When it was set up (Sir Johnny Internet, 1988) it was just a way for people to connect to each other. Write someone a letter. Send them a photo. Put an article ‘out there’ and someone will pick it up. Or not. I put stuff on my computer and you can access it on yours, should you choose. Simple, easy, neat.

This is very difficult, conceptually, for those of us who didn’t grow up with such things as Intrawebs. In our world, due purely to ‘the way things work and have always worked’, the internet was a big shop, or office, with The Internet!! written boldly across the top. And inside sat some people. About 27 at first, growing later to 4.32 million of them. And every time someone posted or advertised or put something publicly available on their computers, Mabel would have a look at it, read it, check the spelling, and examine it for ‘content’. So anything pornographic would be censored, everything nasty would be removed, everything financially dubious and she’d call Charlie, in the dubious finance department to check it out. “What’cha reckon, Chaz? Seems a bit dodgy, don’it?” And that would be cut, after they’d talked about over a nice cuppa tea.

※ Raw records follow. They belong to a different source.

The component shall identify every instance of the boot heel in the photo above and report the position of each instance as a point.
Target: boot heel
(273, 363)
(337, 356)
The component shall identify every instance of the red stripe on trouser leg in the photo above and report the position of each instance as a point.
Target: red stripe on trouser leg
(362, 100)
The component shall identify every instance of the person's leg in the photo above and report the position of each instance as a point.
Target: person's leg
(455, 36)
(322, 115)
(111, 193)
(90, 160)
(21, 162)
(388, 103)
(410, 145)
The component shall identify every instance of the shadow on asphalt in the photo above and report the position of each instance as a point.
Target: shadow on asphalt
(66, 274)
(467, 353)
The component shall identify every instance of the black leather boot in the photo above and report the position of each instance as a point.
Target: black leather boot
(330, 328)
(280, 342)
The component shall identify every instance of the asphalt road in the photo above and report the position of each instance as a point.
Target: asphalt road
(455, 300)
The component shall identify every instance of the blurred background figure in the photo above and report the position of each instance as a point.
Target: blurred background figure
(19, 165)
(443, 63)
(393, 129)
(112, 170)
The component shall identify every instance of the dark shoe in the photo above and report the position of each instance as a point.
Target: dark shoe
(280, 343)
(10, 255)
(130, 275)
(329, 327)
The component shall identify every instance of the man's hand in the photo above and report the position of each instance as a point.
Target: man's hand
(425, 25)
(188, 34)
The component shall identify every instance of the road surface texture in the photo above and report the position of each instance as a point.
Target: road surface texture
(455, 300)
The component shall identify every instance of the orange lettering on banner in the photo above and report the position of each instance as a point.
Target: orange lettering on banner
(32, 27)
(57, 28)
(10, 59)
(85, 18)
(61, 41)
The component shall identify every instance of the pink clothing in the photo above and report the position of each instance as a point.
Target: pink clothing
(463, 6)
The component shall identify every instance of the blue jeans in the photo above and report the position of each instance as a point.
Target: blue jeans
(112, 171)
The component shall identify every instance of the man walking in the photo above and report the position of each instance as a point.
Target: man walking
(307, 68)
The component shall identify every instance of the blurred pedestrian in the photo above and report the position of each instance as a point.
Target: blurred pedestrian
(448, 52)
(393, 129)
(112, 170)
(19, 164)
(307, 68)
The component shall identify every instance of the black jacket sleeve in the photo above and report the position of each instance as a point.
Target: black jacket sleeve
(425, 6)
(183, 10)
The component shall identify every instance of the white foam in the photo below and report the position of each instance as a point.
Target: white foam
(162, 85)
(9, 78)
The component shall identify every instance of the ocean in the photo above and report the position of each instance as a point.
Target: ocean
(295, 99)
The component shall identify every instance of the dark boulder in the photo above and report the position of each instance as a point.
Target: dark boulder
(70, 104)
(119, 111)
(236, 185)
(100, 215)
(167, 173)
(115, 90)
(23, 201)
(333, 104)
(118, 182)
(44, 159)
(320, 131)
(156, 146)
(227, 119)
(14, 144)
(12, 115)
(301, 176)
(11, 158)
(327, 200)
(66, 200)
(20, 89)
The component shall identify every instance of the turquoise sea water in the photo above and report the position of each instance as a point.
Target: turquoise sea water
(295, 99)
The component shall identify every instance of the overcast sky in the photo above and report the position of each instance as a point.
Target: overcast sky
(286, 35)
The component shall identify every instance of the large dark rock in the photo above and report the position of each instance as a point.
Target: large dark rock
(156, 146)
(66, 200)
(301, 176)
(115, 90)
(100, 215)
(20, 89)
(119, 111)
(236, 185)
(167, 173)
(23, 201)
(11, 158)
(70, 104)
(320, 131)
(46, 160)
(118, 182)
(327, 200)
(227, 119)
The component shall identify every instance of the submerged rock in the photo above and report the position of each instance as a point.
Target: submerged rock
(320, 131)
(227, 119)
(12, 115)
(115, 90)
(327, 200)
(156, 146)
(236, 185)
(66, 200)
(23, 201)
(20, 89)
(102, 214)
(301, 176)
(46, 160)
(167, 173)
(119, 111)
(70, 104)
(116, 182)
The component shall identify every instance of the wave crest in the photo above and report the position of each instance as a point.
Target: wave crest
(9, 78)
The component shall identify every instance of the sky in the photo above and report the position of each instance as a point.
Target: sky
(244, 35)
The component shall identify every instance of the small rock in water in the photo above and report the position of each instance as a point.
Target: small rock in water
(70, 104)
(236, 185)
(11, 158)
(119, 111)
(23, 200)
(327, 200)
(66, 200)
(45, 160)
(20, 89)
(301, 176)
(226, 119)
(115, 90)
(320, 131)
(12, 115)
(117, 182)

But that model doesn’t apply. Similarly, YouTube, as a company, don’t get to choose what people put on their platform. And it is a platform. Just a place to put things. Anythings. Facebook too is just a virtual-land that connects people and content, and data, lots of data. It’s not ‘their’ data and content, its yours, you just use Facebook to display it. By choice.

So when MPs urge big business to ‘boycott Facebook and Google’ because of terror issues, which are unquestionably true and valid, its almost a return to the old model attitude, expecting someone to just go on and delete offending items like you delete your spam emails every day. Just wipe ‘em away.

But the world is now run by algorithms. Which analyse numbers, not words or pictures. And if that algorithm calculates that the demographic of people watching a ‘how to behead a kaffir with a Stanley knife’ video is the same as those buying sparkling kitchen cleaners, they will be linked for advertising. Which was why Unilever abandoned their Facebook advertising. Even though, when you think about it, as every bomb seems to use bleach, peroxide, cleaning soda, Jihadis probably represent a pretty good market for the manufacturing giant.

Which is a case in point. Unilever make stuff to clean with, nasty people choose to abuse those products and make bombs with them. Is that Unilever’s fault? Are they responsible?? Are Ford Motors at fault because one of their vans was used to attack innocent pedestrians?

Politicians love to find someone to blame. And I don’t think YouTube and Facebook and the others act sufficiently to remove horrible and dangerous content. But its people. We do the posting, we put it out there. They have algorithms to try and locate and remove, but it can’t be easy.

Computers now run the world. And they’re fed by us. The good bits and the bad bits. Just like the world’s always been run.